Saya pernah mencoba menutup kepala dengan koran (saya punya kebiasaan membaca koran Kompas di atas KRL), tapi korannya terbang jauh karena saking kencangnya angin.
Dan, ini pemandangan yang membuat saya merasa ngeri-ngeri sedap. Sering saya menyaksikan para penumpang yang berjubel di atap KRL dan yang bergelantungan di pintu kereta atau di pembatas antar gerbong.
Bukannya tidak sedikit penumpang yang tewas karena tindakan "akrobatik"-nya itu. Ada yang terjatuh, ada pula yang tersengat kabel listrik.
Tapi, tetap saja sebagian penumpang lebih suka duduk di atas atap. Ironisnya, para atapers (sebutan bagi yang duduk di atap kereta) merasa keren bisa seperti itu.
Mungkin mereka merasa seperti bintang film Hollywood yang lagi beraksi di atap kereta seperti yang sering terlihat pada adegan film action.
Jelaslah, waktu itu para petugas KRL tidak berhasil menertibkan tingkah laku para penumpang. Apalagi, mereka yang naik KRL gratis masih banyak, sehingga tak heran bila manajemen KRL menderita kerugian.
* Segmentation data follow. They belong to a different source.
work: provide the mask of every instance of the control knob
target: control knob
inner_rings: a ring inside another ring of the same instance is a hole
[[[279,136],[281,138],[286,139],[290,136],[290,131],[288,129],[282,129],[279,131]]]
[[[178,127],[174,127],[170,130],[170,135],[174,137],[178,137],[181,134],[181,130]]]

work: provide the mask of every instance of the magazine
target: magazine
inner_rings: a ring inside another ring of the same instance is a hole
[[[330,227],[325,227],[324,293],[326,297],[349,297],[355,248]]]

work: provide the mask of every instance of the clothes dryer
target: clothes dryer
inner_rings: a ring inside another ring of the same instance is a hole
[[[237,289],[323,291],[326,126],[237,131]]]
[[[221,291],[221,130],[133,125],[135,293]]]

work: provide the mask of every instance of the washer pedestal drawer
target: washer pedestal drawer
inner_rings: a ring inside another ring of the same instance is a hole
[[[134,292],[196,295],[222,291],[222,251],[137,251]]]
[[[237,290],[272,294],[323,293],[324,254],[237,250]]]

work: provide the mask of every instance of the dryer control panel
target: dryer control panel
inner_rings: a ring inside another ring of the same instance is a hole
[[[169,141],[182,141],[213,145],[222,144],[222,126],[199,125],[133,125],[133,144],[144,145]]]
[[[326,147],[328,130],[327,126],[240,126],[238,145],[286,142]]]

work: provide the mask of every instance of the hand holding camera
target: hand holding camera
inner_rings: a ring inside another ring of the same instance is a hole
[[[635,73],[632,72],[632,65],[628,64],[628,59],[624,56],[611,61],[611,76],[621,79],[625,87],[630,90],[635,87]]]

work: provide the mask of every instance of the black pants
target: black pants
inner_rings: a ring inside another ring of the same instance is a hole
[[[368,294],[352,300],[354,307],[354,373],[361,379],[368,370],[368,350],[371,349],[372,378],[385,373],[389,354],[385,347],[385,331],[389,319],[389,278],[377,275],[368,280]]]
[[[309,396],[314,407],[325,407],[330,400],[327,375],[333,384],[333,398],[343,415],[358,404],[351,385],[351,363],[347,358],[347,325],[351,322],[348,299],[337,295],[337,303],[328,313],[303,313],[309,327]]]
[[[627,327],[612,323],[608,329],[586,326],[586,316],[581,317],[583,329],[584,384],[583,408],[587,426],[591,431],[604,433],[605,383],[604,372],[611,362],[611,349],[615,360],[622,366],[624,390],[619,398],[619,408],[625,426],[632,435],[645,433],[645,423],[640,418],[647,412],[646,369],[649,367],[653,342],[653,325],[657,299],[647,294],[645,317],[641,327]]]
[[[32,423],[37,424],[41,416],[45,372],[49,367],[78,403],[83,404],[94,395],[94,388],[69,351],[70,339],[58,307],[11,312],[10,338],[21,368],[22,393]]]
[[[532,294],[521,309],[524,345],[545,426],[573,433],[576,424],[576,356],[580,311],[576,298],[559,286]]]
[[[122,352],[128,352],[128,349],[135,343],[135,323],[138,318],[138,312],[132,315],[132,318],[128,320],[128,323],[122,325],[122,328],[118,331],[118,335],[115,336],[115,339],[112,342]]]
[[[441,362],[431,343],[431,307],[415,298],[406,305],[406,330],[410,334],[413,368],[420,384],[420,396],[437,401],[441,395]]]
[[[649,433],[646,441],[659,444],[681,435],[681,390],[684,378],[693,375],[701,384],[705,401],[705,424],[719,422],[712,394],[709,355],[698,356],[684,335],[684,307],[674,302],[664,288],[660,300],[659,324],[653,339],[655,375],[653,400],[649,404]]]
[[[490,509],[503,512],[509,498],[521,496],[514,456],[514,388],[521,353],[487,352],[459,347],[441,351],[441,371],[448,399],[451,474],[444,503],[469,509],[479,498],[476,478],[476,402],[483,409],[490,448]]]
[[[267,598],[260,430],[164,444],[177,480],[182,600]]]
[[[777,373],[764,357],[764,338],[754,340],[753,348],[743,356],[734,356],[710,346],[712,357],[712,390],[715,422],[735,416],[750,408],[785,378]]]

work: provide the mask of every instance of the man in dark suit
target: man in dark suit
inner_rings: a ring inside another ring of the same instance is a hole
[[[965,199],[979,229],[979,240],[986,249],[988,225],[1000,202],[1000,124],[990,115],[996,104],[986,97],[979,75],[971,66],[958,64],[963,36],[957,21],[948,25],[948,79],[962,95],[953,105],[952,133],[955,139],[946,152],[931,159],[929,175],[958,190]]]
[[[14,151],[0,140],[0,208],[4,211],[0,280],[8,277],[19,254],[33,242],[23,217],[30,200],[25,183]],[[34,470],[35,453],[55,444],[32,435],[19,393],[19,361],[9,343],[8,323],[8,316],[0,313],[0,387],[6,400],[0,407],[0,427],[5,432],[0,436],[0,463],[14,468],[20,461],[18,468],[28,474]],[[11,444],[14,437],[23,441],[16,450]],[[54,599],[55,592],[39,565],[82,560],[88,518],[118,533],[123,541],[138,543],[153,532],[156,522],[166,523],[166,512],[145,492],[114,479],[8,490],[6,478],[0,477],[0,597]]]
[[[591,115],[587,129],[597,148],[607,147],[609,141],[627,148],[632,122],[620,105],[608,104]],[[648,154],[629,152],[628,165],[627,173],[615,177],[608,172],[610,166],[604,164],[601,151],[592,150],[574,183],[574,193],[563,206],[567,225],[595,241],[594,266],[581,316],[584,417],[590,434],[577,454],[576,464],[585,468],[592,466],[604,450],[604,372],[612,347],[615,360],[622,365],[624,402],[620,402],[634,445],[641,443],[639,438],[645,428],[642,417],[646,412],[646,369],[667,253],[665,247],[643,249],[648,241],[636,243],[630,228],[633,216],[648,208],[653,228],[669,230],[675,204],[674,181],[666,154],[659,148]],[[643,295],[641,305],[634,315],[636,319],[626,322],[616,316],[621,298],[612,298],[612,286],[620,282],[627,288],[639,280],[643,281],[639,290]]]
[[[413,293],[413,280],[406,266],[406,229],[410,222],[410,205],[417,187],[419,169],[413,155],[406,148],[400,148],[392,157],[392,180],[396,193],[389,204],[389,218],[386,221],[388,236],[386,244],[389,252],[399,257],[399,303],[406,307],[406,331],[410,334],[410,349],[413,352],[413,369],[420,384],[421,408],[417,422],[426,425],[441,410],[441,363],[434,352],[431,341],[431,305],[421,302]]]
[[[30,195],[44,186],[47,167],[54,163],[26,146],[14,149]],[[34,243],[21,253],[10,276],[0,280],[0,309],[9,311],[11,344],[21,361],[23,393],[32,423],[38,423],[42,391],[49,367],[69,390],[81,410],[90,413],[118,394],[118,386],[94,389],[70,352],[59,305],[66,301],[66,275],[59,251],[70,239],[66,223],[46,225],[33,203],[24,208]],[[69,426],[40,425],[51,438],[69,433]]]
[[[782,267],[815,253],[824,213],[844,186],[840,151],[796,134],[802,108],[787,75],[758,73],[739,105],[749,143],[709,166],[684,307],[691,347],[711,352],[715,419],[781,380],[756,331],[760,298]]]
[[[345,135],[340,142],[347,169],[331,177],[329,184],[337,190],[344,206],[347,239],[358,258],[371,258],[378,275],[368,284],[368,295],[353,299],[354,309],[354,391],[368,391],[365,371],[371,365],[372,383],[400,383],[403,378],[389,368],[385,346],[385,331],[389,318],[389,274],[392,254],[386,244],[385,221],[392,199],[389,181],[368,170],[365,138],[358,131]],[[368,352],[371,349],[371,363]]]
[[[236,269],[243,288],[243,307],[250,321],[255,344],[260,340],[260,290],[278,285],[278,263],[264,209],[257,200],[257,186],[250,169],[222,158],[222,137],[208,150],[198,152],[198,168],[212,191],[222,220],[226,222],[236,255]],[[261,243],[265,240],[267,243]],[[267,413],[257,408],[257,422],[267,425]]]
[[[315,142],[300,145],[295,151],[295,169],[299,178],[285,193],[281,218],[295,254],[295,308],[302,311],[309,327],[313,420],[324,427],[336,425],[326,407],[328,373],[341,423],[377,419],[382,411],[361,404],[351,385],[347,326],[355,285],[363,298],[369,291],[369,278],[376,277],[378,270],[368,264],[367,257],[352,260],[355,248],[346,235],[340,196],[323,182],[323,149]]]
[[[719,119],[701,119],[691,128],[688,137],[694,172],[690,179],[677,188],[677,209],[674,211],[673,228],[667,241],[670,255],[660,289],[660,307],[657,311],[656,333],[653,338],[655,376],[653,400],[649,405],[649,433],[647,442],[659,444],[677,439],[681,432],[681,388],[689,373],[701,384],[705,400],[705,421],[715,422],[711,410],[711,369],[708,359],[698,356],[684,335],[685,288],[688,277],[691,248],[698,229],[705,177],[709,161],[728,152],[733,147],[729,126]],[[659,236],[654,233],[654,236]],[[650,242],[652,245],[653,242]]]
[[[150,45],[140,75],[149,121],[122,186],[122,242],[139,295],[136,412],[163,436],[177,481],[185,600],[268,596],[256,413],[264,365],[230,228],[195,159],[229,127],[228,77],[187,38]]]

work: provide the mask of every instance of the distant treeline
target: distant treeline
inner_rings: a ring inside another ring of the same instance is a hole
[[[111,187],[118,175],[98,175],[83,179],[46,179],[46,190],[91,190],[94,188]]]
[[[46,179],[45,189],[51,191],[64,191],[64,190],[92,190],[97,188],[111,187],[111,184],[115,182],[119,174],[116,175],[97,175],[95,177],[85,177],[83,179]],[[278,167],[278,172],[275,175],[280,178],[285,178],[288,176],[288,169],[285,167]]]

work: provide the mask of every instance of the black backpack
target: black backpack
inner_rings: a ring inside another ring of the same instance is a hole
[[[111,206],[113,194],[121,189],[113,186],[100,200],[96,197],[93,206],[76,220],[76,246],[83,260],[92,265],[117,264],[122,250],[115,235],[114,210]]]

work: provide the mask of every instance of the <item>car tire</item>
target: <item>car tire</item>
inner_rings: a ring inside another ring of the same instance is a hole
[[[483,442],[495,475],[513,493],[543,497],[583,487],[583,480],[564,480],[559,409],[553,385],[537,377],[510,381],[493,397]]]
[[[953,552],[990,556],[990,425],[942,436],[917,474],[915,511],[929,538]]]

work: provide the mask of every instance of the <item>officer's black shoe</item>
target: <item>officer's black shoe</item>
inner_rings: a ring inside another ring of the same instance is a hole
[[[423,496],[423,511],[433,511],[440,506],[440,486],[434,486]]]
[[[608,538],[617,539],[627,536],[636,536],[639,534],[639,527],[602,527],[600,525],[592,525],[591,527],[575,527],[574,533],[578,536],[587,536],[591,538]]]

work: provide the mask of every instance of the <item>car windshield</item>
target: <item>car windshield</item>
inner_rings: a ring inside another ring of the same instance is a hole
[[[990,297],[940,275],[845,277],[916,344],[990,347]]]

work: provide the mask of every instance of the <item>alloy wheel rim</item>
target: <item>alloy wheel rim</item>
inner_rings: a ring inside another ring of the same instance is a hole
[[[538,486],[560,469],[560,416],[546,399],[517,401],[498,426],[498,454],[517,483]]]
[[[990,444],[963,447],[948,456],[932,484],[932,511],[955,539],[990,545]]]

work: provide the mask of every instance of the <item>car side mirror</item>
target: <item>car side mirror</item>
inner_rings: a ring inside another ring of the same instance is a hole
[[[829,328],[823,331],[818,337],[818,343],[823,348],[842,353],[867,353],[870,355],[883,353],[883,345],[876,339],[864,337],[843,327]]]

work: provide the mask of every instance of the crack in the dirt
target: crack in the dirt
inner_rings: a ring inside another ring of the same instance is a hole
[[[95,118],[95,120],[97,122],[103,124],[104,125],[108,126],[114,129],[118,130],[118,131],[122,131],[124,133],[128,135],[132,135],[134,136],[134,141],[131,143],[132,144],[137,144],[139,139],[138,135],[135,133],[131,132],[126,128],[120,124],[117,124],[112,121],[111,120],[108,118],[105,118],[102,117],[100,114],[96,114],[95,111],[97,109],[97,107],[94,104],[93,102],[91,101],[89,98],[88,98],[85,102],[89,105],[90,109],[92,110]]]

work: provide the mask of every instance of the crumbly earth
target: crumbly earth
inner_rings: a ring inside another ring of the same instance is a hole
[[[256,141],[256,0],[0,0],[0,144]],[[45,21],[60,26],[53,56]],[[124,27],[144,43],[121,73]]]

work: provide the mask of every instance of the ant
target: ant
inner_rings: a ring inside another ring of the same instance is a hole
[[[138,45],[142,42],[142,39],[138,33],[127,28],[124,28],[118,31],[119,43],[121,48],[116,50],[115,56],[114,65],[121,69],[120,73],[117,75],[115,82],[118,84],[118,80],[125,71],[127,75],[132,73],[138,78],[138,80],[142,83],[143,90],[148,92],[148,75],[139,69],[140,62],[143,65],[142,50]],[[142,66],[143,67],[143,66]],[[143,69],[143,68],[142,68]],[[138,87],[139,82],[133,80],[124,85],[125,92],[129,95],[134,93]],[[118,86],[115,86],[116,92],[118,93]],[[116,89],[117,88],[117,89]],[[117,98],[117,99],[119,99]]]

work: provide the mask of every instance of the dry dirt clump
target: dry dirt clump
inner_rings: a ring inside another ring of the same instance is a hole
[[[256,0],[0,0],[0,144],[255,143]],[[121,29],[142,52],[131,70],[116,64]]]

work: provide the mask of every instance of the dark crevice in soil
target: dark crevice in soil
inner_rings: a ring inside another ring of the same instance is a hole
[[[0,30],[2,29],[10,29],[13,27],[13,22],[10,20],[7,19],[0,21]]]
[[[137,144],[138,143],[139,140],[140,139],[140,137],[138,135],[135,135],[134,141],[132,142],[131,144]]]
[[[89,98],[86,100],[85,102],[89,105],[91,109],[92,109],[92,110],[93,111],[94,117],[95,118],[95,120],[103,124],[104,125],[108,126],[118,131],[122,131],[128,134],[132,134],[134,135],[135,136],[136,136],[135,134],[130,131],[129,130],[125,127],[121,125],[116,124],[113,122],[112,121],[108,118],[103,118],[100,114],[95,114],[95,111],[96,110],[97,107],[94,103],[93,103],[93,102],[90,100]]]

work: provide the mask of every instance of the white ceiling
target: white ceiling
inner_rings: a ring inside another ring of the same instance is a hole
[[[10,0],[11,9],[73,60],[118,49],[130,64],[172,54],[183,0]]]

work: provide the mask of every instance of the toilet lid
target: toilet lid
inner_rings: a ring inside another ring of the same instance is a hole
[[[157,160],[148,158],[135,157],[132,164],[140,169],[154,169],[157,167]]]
Di atas KRL, saya selalu "dihibur" oleh pengamen perorangan atau berkelompok seperti grup band. Mereka saling adu suara dengan pedagang asongan yang menjajakan berbagai barang.
Sementara itu, diam-diam komplotan pencopet mencari mangsa, lalu terdengar teriakan penumpang yang merasa kecopetan.
Nah, jika saya mengenang KRL zaman "jahiliyah" itu, terasa sekali bahwa sekarang kemajuan pelayanan KRL sudah meningkat luar biasa.
Uni (kakak perempuan) saya, kebetulan baru-baru ini datang dari Payakumbuh, Sumbar. Ia ingin naik kereta dan diajak istri saya naik KRL dari Tebet ke Tanah Abang.